Ukraine war veterans who’ve snagged seats on municipal councils are butting heads with the leadership and demanding paid gigs. They point to Vladimir Putin’s words that «SVO veterans» should form the «new elite» and get career boosts. Scandals like this popped up in Voronezh and Orel after city council elections. In Voronezh, the municipal assembly got Hero of Russia Andrey Dyachenko as its head—he’s got no ties to the Ukraine war but fought in Syria. The vice-speaker spot went to United Russia loyalist Oleg Cherkesov, who’d held it the whole previous term. But then deputy Mikhail Gamburg, a United Russia voice who’d seen combat, threw his hat in unexpectedly.

He slammed Cherkesov, saying the guy had been shaking down candidates for «donations» to United Russia during the campaign (standard stuff for party insiders).”We didn’t sit in the trenches with you. I don’t know what you’re up to there. And I sure don’t know how you had the nerve," Gamburg unloaded on Cherkesov.

The deputy then stormed out. Cherkesov fired back at his party mate pretty sharply: «Everyone’s got ambitions. The guy probably meant it literally—that every SVO fighter should run the show.
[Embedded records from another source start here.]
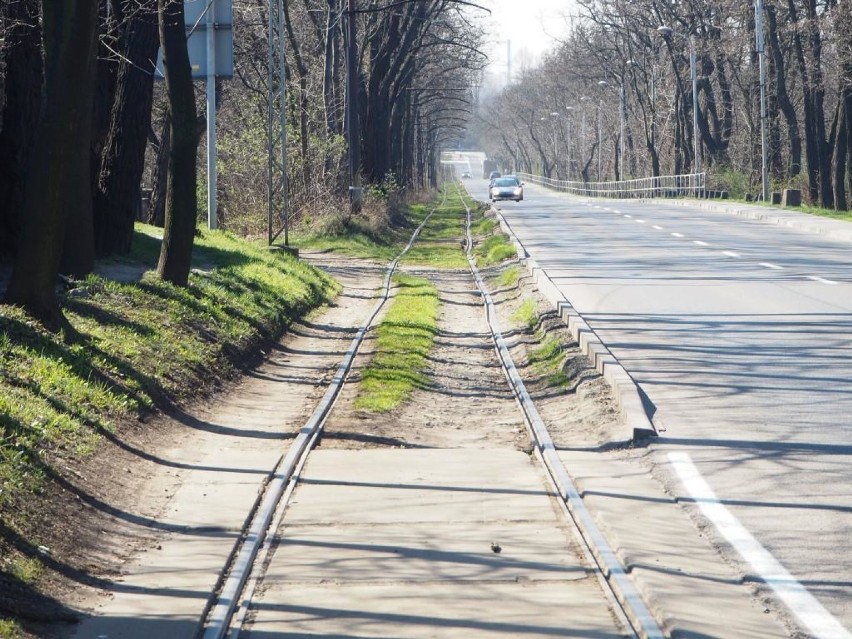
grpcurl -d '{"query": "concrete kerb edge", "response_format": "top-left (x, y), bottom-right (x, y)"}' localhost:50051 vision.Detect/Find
top-left (649, 199), bottom-right (852, 242)
top-left (491, 208), bottom-right (658, 440)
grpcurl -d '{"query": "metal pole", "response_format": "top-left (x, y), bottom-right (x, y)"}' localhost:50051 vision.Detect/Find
top-left (565, 107), bottom-right (574, 182)
top-left (754, 0), bottom-right (769, 202)
top-left (278, 0), bottom-right (290, 246)
top-left (206, 0), bottom-right (219, 229)
top-left (689, 36), bottom-right (701, 179)
top-left (346, 0), bottom-right (361, 215)
top-left (598, 98), bottom-right (603, 182)
top-left (618, 84), bottom-right (626, 180)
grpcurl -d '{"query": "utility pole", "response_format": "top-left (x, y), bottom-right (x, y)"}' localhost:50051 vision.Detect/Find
top-left (346, 0), bottom-right (361, 215)
top-left (506, 40), bottom-right (512, 86)
top-left (689, 35), bottom-right (701, 179)
top-left (754, 0), bottom-right (769, 202)
top-left (206, 0), bottom-right (219, 229)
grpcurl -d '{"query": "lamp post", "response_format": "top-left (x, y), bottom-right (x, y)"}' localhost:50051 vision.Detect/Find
top-left (598, 80), bottom-right (609, 182)
top-left (657, 25), bottom-right (701, 173)
top-left (754, 0), bottom-right (769, 202)
top-left (565, 106), bottom-right (574, 182)
top-left (550, 111), bottom-right (560, 180)
top-left (580, 95), bottom-right (591, 182)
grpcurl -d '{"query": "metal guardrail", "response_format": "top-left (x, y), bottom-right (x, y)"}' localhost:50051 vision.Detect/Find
top-left (517, 173), bottom-right (707, 198)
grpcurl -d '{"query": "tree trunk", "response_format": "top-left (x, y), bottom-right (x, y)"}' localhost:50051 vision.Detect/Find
top-left (6, 0), bottom-right (97, 326)
top-left (145, 109), bottom-right (172, 228)
top-left (94, 0), bottom-right (159, 255)
top-left (834, 97), bottom-right (852, 211)
top-left (157, 0), bottom-right (199, 286)
top-left (0, 0), bottom-right (44, 259)
top-left (766, 5), bottom-right (802, 178)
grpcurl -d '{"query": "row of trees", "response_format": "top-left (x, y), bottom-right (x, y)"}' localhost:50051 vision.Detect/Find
top-left (476, 0), bottom-right (852, 210)
top-left (0, 0), bottom-right (484, 321)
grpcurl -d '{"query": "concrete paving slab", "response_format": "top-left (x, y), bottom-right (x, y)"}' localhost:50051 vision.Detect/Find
top-left (241, 448), bottom-right (627, 639)
top-left (265, 522), bottom-right (589, 583)
top-left (559, 451), bottom-right (790, 639)
top-left (286, 448), bottom-right (553, 524)
top-left (246, 578), bottom-right (626, 639)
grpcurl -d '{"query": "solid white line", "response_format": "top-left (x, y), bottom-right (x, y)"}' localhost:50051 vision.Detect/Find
top-left (668, 453), bottom-right (852, 639)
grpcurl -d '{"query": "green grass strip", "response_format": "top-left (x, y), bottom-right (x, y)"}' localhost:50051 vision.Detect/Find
top-left (529, 336), bottom-right (569, 387)
top-left (355, 275), bottom-right (440, 412)
top-left (0, 226), bottom-right (337, 516)
top-left (402, 190), bottom-right (467, 269)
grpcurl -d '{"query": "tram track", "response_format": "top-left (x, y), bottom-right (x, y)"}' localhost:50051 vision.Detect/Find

We value, love, and respect them all, but we can’t shove experienced deputies to the sidelines.»

In Orel’s city council, war vet and previous-term vice-speaker Vladimir Stroev vied for chair. The authorities backed the other vice-speaker, Vladimir Negin, who won the post. Unlike Gamburg, Stroev didn’t walk out, but he shared a video of Putin on veteran promotions with the caption: «Are we even in the same country?»
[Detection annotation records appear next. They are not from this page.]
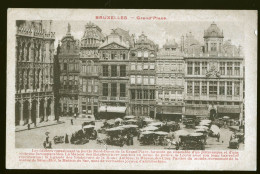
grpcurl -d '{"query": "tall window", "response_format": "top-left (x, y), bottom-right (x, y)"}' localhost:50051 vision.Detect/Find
top-left (144, 76), bottom-right (148, 85)
top-left (187, 81), bottom-right (192, 95)
top-left (235, 62), bottom-right (240, 76)
top-left (209, 81), bottom-right (218, 95)
top-left (120, 83), bottom-right (126, 97)
top-left (120, 65), bottom-right (126, 77)
top-left (187, 62), bottom-right (193, 75)
top-left (219, 82), bottom-right (225, 95)
top-left (194, 81), bottom-right (200, 95)
top-left (137, 89), bottom-right (143, 99)
top-left (111, 65), bottom-right (117, 77)
top-left (111, 83), bottom-right (117, 97)
top-left (150, 90), bottom-right (155, 99)
top-left (219, 62), bottom-right (225, 75)
top-left (227, 62), bottom-right (233, 75)
top-left (131, 63), bottom-right (135, 70)
top-left (227, 82), bottom-right (232, 95)
top-left (103, 65), bottom-right (108, 77)
top-left (194, 62), bottom-right (200, 75)
top-left (150, 76), bottom-right (155, 85)
top-left (103, 83), bottom-right (108, 96)
top-left (144, 89), bottom-right (149, 99)
top-left (201, 82), bottom-right (208, 95)
top-left (211, 43), bottom-right (217, 51)
top-left (202, 62), bottom-right (208, 75)
top-left (130, 76), bottom-right (135, 84)
top-left (131, 89), bottom-right (135, 99)
top-left (137, 76), bottom-right (142, 84)
top-left (150, 63), bottom-right (154, 70)
top-left (234, 82), bottom-right (240, 96)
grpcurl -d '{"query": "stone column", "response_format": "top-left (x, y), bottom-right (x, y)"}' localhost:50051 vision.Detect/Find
top-left (19, 100), bottom-right (24, 126)
top-left (48, 99), bottom-right (55, 121)
top-left (43, 99), bottom-right (48, 121)
top-left (28, 100), bottom-right (32, 124)
top-left (36, 100), bottom-right (41, 123)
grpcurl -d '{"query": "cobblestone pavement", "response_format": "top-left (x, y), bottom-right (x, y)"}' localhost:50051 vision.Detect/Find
top-left (15, 118), bottom-right (244, 150)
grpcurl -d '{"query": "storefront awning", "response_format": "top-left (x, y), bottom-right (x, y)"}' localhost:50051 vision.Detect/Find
top-left (218, 107), bottom-right (241, 114)
top-left (185, 107), bottom-right (209, 116)
top-left (157, 106), bottom-right (182, 115)
top-left (99, 106), bottom-right (126, 113)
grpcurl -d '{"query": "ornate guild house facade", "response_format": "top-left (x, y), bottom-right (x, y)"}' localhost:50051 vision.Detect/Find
top-left (156, 40), bottom-right (184, 120)
top-left (129, 33), bottom-right (158, 117)
top-left (15, 21), bottom-right (55, 125)
top-left (184, 23), bottom-right (244, 119)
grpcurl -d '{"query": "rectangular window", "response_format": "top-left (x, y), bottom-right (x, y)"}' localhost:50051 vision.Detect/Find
top-left (120, 65), bottom-right (126, 77)
top-left (111, 65), bottom-right (117, 77)
top-left (150, 90), bottom-right (155, 99)
top-left (234, 82), bottom-right (240, 96)
top-left (227, 62), bottom-right (233, 75)
top-left (137, 51), bottom-right (142, 57)
top-left (131, 89), bottom-right (135, 99)
top-left (194, 81), bottom-right (200, 95)
top-left (219, 82), bottom-right (225, 95)
top-left (137, 76), bottom-right (142, 84)
top-left (130, 76), bottom-right (135, 84)
top-left (120, 83), bottom-right (126, 97)
top-left (144, 76), bottom-right (148, 85)
top-left (131, 63), bottom-right (135, 70)
top-left (137, 63), bottom-right (143, 71)
top-left (201, 82), bottom-right (208, 95)
top-left (103, 83), bottom-right (108, 96)
top-left (150, 63), bottom-right (154, 70)
top-left (144, 63), bottom-right (148, 70)
top-left (187, 81), bottom-right (192, 95)
top-left (209, 81), bottom-right (218, 95)
top-left (103, 65), bottom-right (108, 77)
top-left (187, 62), bottom-right (193, 75)
top-left (219, 62), bottom-right (226, 75)
top-left (137, 89), bottom-right (143, 99)
top-left (227, 82), bottom-right (232, 95)
top-left (235, 62), bottom-right (240, 76)
top-left (144, 89), bottom-right (149, 99)
top-left (202, 62), bottom-right (208, 75)
top-left (194, 62), bottom-right (200, 75)
top-left (150, 76), bottom-right (155, 85)
top-left (111, 83), bottom-right (117, 97)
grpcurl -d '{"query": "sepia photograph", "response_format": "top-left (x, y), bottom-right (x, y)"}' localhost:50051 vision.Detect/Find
top-left (6, 9), bottom-right (257, 170)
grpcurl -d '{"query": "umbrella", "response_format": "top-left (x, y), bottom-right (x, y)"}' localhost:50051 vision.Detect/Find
top-left (83, 125), bottom-right (95, 129)
top-left (142, 126), bottom-right (158, 131)
top-left (142, 131), bottom-right (154, 135)
top-left (175, 130), bottom-right (189, 136)
top-left (154, 131), bottom-right (168, 135)
top-left (195, 129), bottom-right (207, 132)
top-left (124, 115), bottom-right (135, 119)
top-left (210, 125), bottom-right (220, 135)
top-left (148, 122), bottom-right (163, 126)
top-left (195, 125), bottom-right (209, 130)
top-left (200, 120), bottom-right (211, 123)
top-left (189, 132), bottom-right (203, 137)
top-left (126, 119), bottom-right (137, 122)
What’s telling is that neither Stroev nor Gamburg are your average grunts that United Russia plucked for civilian roles. Most «veterans» landing leadership spots are from local elites anyway. Stroev, the speaker hopeful, was already a vice-speaker—and he’s the nephew of the ex-regional governor to boot. Gamburg runs a security firm. Even so, for types like them, war service isn’t the golden ticket to promotion. United Russia and local admins have their own agendas and deals.
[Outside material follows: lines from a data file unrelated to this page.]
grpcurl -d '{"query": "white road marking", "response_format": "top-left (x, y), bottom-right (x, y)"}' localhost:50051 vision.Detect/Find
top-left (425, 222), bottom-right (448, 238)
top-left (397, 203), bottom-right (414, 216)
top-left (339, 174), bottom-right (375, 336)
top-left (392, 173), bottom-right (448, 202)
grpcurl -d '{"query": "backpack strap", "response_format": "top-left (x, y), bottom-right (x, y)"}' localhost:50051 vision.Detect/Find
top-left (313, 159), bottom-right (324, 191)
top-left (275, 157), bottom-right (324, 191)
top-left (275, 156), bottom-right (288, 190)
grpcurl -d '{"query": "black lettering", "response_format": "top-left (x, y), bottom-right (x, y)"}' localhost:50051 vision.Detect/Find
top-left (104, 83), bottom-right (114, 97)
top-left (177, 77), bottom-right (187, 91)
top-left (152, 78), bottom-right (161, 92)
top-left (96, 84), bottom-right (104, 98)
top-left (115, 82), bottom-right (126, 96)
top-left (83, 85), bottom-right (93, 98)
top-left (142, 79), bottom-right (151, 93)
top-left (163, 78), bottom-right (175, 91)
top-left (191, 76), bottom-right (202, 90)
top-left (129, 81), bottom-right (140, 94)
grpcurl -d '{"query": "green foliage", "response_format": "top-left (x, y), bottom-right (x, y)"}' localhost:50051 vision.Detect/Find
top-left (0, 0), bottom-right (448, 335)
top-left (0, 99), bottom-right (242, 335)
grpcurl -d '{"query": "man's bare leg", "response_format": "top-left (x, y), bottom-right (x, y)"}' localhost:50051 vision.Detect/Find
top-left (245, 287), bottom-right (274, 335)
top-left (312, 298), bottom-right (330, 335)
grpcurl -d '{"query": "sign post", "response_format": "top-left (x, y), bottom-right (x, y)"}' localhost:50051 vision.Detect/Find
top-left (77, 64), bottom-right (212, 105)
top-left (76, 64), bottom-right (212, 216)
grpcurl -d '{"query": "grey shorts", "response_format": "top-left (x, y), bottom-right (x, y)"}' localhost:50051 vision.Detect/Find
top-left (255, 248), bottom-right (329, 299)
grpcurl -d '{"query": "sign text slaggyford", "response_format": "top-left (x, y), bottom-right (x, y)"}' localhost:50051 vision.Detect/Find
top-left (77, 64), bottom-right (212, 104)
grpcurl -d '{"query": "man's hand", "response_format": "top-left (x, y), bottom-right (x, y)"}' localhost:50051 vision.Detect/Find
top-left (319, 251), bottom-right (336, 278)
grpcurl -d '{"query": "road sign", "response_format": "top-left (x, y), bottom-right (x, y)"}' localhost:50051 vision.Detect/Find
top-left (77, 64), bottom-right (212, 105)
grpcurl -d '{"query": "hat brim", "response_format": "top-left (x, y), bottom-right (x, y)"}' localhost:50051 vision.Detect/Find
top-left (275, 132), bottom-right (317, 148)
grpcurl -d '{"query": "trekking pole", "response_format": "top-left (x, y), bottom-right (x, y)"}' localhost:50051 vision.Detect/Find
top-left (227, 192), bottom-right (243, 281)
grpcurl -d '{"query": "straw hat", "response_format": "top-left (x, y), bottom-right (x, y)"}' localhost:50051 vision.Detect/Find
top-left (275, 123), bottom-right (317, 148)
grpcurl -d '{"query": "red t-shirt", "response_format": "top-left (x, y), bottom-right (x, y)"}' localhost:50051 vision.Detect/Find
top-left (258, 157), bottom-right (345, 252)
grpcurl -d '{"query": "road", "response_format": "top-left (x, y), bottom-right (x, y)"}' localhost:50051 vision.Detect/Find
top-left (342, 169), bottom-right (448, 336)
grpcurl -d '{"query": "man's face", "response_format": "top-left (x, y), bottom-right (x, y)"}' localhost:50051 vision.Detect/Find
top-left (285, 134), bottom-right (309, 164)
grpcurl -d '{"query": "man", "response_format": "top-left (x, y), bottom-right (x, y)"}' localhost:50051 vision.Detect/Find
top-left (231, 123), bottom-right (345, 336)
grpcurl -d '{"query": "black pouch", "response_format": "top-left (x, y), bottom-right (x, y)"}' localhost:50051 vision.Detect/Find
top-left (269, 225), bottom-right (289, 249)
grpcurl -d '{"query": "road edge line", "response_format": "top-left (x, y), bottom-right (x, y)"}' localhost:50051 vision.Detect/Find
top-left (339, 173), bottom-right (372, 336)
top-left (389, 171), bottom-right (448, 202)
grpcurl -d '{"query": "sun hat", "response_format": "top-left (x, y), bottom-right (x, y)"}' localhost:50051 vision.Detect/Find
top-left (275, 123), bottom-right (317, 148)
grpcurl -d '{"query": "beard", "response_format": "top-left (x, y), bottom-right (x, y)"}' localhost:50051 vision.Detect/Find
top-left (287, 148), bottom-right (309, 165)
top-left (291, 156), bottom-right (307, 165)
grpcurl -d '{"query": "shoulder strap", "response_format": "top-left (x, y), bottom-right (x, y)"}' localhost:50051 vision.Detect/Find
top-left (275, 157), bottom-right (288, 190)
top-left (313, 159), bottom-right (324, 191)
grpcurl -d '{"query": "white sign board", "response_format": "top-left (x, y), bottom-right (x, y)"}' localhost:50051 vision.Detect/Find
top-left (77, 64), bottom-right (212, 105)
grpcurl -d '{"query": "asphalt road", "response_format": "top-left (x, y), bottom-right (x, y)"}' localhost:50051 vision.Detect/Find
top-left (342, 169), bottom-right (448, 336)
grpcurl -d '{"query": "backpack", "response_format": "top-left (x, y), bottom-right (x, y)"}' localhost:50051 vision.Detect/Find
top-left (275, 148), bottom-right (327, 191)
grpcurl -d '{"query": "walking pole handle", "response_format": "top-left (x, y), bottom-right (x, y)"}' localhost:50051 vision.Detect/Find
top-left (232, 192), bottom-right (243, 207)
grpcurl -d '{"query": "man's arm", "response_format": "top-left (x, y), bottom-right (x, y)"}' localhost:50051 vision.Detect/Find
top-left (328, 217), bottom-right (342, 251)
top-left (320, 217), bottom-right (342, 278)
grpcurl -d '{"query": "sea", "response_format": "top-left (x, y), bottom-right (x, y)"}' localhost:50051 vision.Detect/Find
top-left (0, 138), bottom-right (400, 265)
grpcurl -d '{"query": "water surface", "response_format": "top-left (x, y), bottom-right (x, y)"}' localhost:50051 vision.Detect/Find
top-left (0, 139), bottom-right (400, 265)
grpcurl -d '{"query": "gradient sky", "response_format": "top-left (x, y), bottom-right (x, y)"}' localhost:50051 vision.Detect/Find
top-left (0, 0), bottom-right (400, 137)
For obvious reasons, the system pushes back against elevating war participants to spots with real clout and levers. Not one formal war participant made it as a regional parliament speaker this year (and those gigs are more ceremonial than powerful these days anyway). Municipal council chairs are turning into a glass ceiling for the military—real ones and elite types who’ve loudly shipped off to the front. This election round, Hero of Russia Konstantin Kuteynikov took the Tambov city duma helm, and combat vet Sergei Sechenov got re-elected as Tomsk council speaker. Municipal government’s long since ceded most authority and budget muscle to the vertical chain. City council speakers are more like salaried honorary elders (and often the only deputies pulling a paycheck). A few governors—like Tomsk Oblast head and ex-Kremlin political operative Vladimir Mazur, or Tambov Oblast’s leader, former Krasnodar mayor and «Time of Heroes» alum Evgeny Pervyshov—are happy to hand out these perks as a nod to the military, currying favor up top. Others won’t even go that far.

With that setup, clashes are bound to happen with ambitious local-elite war vets citing Putin’s rhetoric and demanding spots. Their numbers will probably climb, maybe pulling in actual military types as the system doles out a handful of regional and municipal roles. But soon enough, they’ll find those jobs more hassle than help for regular folks. Rank-and-file deputies get no pay but have to grind through meetings and paperwork. No real sway, either—just toeing the party line. The Kremlin apparently skipped that memo for all those «military» talent pipelines.